Let’s assume we can’t overcome human conflicts, and let’s assume we do not want to consider animal rights and environmental issues as ways in which we could also find fundamentally better approaches to conflict solution, because there doesn’t really exist an openness in the viewpoints of the majority to allow new or different perspectives on what’s to be considered as relevant and ‘sense-possessing’.

Animal Rights, even if not considered as touching a sphere of meaningful phenomena, is objectively not a secondary concern.

This is so, since the fact that human persons relegate animal individuals into “irrelevance”, as a sector created for the nature-animal complex, doesn’t hold any factual account for the leakage we can call an obvious one if we look at:

A) the grade of destruction aggravated by any forms of speciesism (and homocentrism respectively)

And B) the essential bond of the human notion of ideal justice in the moral practice lived by societies (idealism) with the natural and the animal world; and the unknown factors reciprocal of nature and animals overall as they display themselves back to human society (the other intelligence – designed by life basically).

Fragment … thoughts on what we think are “atrocities”

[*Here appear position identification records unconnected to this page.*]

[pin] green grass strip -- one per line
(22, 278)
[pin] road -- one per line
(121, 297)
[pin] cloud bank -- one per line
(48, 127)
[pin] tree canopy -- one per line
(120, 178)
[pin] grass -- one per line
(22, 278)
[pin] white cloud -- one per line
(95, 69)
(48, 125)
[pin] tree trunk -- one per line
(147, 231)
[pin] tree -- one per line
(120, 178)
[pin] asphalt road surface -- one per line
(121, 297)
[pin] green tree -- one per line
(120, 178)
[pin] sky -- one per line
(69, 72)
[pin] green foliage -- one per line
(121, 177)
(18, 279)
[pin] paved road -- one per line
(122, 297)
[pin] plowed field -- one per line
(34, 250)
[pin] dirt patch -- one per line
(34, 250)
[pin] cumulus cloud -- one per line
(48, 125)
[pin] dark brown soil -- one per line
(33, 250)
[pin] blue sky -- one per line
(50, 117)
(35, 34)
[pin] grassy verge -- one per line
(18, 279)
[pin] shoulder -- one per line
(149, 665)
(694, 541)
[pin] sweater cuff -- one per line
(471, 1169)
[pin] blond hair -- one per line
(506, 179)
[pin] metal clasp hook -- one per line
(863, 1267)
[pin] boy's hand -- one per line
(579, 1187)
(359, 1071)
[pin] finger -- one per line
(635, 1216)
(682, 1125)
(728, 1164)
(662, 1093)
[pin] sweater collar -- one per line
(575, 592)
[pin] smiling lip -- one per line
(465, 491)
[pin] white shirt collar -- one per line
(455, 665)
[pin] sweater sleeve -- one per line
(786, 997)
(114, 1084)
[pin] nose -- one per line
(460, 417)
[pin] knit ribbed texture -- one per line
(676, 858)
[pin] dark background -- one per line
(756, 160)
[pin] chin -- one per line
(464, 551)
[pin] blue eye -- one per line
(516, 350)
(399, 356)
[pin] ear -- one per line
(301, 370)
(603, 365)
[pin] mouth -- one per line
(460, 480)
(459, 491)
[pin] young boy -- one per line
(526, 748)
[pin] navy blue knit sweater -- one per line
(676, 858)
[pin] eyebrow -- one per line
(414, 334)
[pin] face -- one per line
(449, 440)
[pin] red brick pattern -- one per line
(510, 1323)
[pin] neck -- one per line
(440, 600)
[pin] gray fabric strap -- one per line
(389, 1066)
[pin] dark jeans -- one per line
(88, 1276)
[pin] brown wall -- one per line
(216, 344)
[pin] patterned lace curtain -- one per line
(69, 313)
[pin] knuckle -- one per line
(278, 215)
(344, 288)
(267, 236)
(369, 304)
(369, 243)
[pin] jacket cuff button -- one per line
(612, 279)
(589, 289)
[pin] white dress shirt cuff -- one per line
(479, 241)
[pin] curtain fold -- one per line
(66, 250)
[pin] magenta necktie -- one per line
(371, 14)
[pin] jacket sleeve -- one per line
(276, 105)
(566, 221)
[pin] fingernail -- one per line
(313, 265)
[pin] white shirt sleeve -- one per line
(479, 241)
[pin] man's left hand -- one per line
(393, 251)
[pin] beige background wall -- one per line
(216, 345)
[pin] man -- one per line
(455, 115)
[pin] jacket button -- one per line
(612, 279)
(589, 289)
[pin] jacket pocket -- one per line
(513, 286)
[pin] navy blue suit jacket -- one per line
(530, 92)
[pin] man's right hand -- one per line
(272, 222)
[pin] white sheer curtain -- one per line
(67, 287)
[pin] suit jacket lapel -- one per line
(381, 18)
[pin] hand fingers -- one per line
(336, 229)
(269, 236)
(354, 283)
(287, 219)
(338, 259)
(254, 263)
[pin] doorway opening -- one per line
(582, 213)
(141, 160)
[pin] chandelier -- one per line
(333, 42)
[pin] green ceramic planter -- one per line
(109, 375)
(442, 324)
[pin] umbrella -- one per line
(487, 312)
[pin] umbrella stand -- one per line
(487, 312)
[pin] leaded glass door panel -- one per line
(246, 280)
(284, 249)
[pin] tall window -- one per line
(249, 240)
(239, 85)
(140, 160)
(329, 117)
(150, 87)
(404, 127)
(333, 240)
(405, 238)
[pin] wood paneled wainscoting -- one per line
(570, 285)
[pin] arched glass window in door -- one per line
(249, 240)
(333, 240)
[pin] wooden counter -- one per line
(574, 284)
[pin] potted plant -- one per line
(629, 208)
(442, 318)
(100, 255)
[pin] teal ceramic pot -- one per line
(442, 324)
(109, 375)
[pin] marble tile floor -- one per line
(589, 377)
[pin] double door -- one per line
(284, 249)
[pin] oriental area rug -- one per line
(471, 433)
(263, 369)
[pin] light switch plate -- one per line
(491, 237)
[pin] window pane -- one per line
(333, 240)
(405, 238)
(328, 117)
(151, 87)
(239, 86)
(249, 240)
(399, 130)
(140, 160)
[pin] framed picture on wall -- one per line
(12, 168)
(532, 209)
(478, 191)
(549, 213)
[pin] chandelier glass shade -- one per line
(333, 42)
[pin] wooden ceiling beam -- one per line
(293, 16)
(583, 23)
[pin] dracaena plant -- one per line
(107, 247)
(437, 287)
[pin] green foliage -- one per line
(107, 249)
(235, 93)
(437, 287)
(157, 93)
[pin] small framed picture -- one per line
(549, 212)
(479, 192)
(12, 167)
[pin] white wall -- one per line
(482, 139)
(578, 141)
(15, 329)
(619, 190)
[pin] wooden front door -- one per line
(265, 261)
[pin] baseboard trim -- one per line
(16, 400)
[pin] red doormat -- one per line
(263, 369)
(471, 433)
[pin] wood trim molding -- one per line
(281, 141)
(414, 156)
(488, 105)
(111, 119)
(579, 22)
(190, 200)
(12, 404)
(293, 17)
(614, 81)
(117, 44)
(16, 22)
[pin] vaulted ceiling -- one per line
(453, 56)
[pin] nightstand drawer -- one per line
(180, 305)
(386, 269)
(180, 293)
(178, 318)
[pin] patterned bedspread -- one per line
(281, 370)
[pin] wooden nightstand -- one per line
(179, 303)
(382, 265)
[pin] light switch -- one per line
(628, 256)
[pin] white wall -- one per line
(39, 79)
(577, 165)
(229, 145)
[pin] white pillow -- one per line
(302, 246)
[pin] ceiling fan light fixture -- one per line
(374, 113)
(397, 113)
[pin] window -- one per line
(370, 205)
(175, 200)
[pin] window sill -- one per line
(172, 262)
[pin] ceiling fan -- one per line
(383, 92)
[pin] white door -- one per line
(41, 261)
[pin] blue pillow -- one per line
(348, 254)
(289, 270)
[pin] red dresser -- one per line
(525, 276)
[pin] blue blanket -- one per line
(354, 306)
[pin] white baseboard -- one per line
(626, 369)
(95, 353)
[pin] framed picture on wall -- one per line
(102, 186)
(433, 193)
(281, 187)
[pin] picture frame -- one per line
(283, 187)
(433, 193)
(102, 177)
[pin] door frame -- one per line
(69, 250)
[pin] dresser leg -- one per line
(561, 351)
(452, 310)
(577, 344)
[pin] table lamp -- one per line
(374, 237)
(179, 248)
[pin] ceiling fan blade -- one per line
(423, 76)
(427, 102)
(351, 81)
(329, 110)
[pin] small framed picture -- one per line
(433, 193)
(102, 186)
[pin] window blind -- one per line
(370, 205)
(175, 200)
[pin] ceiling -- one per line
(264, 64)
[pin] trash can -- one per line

We all think we know what atrocities are, and yes we do know – as people, as human beings – what the worst types of atrocities are. However, we fail to acknowledge the full extent of the psychological mindset in humans who cause such actions we consider to be “crimes against humanity” or the murder of an individual or several or many, many human beings.

The type of mindset that likes to destroy others for no reason but for the sake of hatred, is the same type of psyche that picks on any other living being too, in order to rule over it, in life and death.

As humans we have drawn a fence around that what is brutality against the natural world – humans excluded as the only protected and self-declared only species with culture and civilization. And whatever type of atrocities a human does within this spot: “nature”, is ok. We don’t even call that an atrocity then.

Humanity wants to have high moral values, but the basis on which this has to rest is exactly that very basis which destroys moral values. Humanism invented a circle that runs it itself ad absurdum.

Moral values do need a basis, and in reality they have a basis, and that is in the lived relation between human inasmuch and animals. My right as a human, is my right to defend what I perceive to be an animals right inasmuch. So this is my critique about humanism. A.) it fails to be logical as far as ethical reasoning is concerned in general and B.) it won’t allow me to think and act freely as soon as I want to cross the border out of the sterile world of human perspectives and philosophies of life.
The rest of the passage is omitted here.